Singapore Airlines Ltd.’s long-delayed flight to India may finally be ready for takeoff.


As travel resumes and the carrier moves past the record annual loss it was reporting around this time last year, Chief Executive Officer Goh Choon Phong wants to pursue a multi-hub strategy, one in which airlines owned by it will benefit from aviation demand outside of Singapore. “India is obviously a very important one because it’s going to be massive,” Goh told Bloomberg News, adding that he expects Singapore Airlines CEO Goh Choon Phong wants to pursue a multi-hub strategy as he expects India to be the third-largest aviation market after China and the US by the middle of the decade


It’s a market that has attracted the small Asian city-state for decades. Singapore Airlines had partnered with the Mumbai-based conglomerate Tata Group in the failed 2001 privatization of Air India Ltd. New Delhi finally got around to selling the flag carrier to Tata only last year. During that 20-year period, Middle East rivals tried to make inroads into India. Etihad Airways PJSC invested in Jet Airways India Ltd., whose founder Naresh Goyal ran his carrier into bankruptcy. When Qatar was negotiating for more flights between Indian locations and Doha six years ago, it was told to set up a new airline. Qatar Airways Ltd. even announced a brand-new short-haul carrier for India. While nothing came of that plan, the company has often expressed its keenness to buy a stake in IndiGo, India’s biggest airline.


The Tata Group flirted with others, including Singapore Airlines’ arch rival AirAsia Bhd., with which it launched AirAsia India. Goh, who rose to become CEO in 2011, stuck to Tata, taking a 49% stake in its full-service carrier Vistara. In the seven years that Vistara has been flying, it’s yet to turn a profit even though it now serves nine overseas destinations and covers 31 cities in India.

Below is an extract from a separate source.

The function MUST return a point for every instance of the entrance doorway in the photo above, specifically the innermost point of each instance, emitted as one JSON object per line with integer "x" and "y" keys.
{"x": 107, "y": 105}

But Goh’s loyalty and patience may finally be rewarded: Campbell Wilson, the CEO of Singapore Airlines’ no-frills Scoot brand, is joining as CEO of the newly privatized Air India. This isn’t a case of Tata poaching senior talent from its partner, but rather the beginning of a deeper relationship. Wilson’s move — plus the Tata Group’s plan to lease 700,000 square feet of commercial space near the New Delhi airport to house the corporate offices of Air India, its low-cost subsidiary Air India Express as well as Vistara and AirAsia India — prompted The Morning Context to ask if a merger was on its way. The news website had previously reported that Singapore Airlines and the Indian conglomerate had agreed to keep Vistara and Air India separate for two years. That timeframe to decide on a big, fat, Indian wedding may no longer be sacrosanct, it said.


For the salt-to-software Tata Group, consolidation of its airline businesses will mean cost efficiencies, for instance, by removing overlapping routes and perhaps losing the AirAsia brand along the way. Meanwhile, a substantial stake in Air India will be the jewel in Singapore Airlines’ crown. Its home base in Singapore is well-suited as a router of international passenger flows between India and the U.S. west coast.


Vistara, which has already started some European routes, plans direct flights to the U.S. as well, effectively giving Singapore Airlines a foothold in the lucrative West-bound market from India, long dominated by Emirates Airline, Etihad and Qatar Airways. If the New Zealand-born Wilson, a Singapore Airlines veteran, can pull off an Air India-Vistara integration, Goh can use the template to roll out his multi-hub strategy in other markets. Hopefully, those efforts won’t drag on for two decades. Or else they may have to be concluded by the successor to the 58-year-old CEO.